Blogging scientist N’Dea Irvin-Choy designs nanoparticles to protect expectant mothers and their babies

On N’Dea Irvin-Choy’s first day doing research on her own as a graduate student, she set the laboratory on fire. She had intended to heat samples overnight in a water bath but, after she left for the evening, the water evaporated. Her test tubes melted and their contents sparked. Another student, working late, discovered the blaze and called the fire department. Local news outlets picked up the story.

“It was awful,” said Ivin-Choy, a doctoral student in biomedical engineering at the University of Delaware. “My adviser was completely upset, the fume hood was out of commission for weeks, and it was a huge ordeal. I was so embarrassed that I banned myself from the lab for a couple of weeks.
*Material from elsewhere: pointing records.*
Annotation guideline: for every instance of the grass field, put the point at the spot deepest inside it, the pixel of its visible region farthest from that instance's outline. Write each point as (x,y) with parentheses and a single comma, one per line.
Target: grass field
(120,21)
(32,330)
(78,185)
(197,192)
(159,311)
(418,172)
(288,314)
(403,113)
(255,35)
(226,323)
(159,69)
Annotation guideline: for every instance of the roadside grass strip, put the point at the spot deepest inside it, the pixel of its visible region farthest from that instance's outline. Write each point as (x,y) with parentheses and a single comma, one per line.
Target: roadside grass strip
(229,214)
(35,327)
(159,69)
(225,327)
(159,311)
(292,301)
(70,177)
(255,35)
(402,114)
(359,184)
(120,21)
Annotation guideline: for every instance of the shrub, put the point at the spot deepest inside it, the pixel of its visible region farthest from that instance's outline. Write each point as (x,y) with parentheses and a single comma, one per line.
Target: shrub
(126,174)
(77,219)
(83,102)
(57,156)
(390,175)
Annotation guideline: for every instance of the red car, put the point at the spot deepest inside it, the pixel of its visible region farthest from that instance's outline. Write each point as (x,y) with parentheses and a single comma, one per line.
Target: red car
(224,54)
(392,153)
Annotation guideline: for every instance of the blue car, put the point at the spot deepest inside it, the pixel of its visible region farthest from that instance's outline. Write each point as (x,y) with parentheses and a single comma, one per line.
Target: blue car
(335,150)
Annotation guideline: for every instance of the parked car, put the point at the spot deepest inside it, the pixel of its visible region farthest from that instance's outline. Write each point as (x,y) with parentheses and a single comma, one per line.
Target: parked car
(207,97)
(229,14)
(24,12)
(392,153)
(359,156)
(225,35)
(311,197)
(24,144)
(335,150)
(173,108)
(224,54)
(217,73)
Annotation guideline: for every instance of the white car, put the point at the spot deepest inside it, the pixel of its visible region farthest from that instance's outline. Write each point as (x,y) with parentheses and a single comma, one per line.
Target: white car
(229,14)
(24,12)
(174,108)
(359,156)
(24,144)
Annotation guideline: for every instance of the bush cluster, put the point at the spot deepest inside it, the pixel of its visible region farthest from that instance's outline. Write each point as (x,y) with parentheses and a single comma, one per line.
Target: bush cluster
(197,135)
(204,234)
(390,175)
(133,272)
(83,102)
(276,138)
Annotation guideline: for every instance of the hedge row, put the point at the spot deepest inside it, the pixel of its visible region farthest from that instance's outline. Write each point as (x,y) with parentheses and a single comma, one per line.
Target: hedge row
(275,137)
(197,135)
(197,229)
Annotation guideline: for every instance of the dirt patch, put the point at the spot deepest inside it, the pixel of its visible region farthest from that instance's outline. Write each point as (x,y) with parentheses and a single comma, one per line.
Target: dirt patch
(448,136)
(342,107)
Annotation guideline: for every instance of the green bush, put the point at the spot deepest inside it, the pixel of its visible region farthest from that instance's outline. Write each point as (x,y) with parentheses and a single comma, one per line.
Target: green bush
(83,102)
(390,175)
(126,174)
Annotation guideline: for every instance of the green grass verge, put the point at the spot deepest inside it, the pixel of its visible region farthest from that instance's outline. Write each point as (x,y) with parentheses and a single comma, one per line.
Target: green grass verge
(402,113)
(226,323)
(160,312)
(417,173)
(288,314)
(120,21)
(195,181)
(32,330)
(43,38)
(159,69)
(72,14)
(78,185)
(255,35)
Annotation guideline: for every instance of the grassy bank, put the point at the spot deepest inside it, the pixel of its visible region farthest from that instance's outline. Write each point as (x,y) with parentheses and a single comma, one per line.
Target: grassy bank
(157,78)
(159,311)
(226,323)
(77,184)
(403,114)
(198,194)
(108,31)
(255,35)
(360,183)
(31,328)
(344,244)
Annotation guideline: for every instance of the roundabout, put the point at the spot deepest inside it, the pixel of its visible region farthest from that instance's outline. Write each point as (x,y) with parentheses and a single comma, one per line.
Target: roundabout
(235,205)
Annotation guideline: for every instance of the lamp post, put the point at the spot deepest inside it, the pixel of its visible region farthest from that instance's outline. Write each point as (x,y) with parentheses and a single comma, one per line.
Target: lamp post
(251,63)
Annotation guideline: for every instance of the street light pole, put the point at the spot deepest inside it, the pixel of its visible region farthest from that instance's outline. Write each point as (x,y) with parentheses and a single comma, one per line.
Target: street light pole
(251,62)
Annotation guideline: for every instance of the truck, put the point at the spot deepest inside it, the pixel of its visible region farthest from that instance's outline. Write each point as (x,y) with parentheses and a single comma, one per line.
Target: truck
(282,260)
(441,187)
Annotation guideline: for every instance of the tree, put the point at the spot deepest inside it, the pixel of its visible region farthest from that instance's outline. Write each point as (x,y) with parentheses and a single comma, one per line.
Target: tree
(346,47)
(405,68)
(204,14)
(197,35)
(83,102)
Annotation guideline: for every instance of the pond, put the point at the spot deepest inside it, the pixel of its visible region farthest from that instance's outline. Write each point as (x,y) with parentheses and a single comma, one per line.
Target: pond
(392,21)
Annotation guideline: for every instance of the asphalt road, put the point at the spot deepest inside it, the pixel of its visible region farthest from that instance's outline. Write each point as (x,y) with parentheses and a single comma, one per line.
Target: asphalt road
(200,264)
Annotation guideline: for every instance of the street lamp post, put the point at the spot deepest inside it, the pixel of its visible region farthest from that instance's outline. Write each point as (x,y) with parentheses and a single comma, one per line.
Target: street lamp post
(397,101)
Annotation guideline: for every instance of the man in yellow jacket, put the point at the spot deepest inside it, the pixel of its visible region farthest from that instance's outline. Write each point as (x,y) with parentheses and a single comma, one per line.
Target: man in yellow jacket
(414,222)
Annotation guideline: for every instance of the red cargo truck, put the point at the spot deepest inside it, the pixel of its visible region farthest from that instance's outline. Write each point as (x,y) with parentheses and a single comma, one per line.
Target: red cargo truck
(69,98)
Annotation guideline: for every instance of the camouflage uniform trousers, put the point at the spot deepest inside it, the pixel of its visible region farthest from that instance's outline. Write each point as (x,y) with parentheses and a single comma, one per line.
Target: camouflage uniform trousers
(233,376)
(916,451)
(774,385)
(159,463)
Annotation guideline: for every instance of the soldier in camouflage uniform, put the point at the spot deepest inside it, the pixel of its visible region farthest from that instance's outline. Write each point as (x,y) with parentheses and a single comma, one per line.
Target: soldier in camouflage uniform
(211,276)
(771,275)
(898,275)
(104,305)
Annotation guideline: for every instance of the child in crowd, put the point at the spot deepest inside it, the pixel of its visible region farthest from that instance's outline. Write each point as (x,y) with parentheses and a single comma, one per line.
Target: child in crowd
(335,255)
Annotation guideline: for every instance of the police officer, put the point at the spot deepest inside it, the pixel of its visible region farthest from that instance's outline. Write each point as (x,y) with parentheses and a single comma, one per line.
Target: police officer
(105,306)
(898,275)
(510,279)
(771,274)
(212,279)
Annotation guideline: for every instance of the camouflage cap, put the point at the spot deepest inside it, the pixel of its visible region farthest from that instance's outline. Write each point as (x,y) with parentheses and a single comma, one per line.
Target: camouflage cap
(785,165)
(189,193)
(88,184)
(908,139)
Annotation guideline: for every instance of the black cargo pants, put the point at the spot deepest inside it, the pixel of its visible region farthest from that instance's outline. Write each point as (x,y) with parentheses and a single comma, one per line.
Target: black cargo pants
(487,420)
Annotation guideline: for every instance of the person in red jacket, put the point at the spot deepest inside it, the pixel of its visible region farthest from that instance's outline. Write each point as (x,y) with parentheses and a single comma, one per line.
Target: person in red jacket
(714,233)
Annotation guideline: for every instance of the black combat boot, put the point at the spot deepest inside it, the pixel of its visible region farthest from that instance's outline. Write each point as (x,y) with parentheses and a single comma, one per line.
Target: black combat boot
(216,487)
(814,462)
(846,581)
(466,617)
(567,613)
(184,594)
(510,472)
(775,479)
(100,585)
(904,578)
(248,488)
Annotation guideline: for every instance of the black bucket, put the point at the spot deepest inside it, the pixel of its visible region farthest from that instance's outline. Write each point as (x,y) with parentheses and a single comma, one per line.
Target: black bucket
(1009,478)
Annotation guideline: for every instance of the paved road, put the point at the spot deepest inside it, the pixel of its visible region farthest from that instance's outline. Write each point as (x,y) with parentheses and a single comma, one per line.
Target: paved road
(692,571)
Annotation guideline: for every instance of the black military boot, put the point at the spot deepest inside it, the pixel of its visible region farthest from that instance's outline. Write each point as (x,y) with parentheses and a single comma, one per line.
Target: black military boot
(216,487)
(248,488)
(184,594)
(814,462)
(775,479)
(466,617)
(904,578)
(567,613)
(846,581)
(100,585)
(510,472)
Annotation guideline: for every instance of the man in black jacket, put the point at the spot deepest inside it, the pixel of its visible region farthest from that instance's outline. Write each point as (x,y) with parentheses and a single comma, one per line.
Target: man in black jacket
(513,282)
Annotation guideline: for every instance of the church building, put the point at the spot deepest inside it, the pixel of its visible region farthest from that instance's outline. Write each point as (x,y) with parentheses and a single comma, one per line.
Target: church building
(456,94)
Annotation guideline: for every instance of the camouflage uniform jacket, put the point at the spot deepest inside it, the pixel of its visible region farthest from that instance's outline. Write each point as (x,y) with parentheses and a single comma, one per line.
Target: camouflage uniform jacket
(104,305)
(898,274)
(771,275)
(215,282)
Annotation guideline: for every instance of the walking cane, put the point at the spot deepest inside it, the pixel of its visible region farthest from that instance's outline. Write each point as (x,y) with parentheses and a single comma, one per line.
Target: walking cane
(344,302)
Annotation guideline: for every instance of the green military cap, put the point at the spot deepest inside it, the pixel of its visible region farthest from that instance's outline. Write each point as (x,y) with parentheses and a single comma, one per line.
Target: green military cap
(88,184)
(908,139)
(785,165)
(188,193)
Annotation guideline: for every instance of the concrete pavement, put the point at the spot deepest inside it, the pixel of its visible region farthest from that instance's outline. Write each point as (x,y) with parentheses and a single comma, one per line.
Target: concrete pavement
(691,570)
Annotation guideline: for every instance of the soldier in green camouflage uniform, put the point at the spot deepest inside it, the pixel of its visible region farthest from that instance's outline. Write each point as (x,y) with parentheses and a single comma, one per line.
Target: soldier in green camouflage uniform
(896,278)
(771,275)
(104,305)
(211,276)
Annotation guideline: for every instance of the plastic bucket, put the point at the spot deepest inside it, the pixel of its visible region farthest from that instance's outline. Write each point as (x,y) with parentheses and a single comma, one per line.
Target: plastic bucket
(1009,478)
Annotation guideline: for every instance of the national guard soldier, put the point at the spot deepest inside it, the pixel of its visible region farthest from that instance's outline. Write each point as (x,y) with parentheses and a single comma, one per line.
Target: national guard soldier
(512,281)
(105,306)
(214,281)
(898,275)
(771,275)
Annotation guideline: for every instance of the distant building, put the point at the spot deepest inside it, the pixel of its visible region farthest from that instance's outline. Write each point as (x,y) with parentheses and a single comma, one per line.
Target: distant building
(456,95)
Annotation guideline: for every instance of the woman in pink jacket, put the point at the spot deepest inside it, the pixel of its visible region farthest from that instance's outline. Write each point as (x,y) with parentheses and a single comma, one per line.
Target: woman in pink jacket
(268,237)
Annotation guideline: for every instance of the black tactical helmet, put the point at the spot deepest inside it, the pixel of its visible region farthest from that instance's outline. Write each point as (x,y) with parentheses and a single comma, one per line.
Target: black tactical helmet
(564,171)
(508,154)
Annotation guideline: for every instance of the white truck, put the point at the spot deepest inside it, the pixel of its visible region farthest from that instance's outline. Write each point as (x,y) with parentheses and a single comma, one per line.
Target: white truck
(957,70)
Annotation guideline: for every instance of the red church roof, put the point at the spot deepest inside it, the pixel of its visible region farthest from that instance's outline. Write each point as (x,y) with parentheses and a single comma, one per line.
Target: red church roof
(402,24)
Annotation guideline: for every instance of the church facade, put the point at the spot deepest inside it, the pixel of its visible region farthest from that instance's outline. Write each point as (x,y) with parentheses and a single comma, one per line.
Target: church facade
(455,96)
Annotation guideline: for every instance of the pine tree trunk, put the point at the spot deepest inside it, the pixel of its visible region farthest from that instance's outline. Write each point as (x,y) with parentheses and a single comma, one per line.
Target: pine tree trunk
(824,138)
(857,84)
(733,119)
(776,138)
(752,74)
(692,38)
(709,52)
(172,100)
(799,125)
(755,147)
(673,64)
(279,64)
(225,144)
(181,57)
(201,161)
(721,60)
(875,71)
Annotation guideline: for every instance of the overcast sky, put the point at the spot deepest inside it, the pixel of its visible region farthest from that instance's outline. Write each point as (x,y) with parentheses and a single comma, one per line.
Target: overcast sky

I didn’t want to touch anything or blow anything else up.”

Somehow, Irvin-Choy lived through her humiliation and, three years later, the incident was all but forgotten on campus — less cautionary tale, more urban legend. You might think the scientist-in-training would be grateful for such a spotlight reprieve. Instead, last July, Irvin-Choy dredged up her own mortification by writing about this and subsequent lab faux pas on her blog, BME Kween. (The first part of that title stands for biomedical engineering. The second part is an homage to R&B sensation Beyonce, affectionately known by fans as Queen Bey.) On this forum, Irvin-Choy seeks to take the guesswork out of the graduate school journey for aspiring scientists, particularly those within communities that lack resources and representation.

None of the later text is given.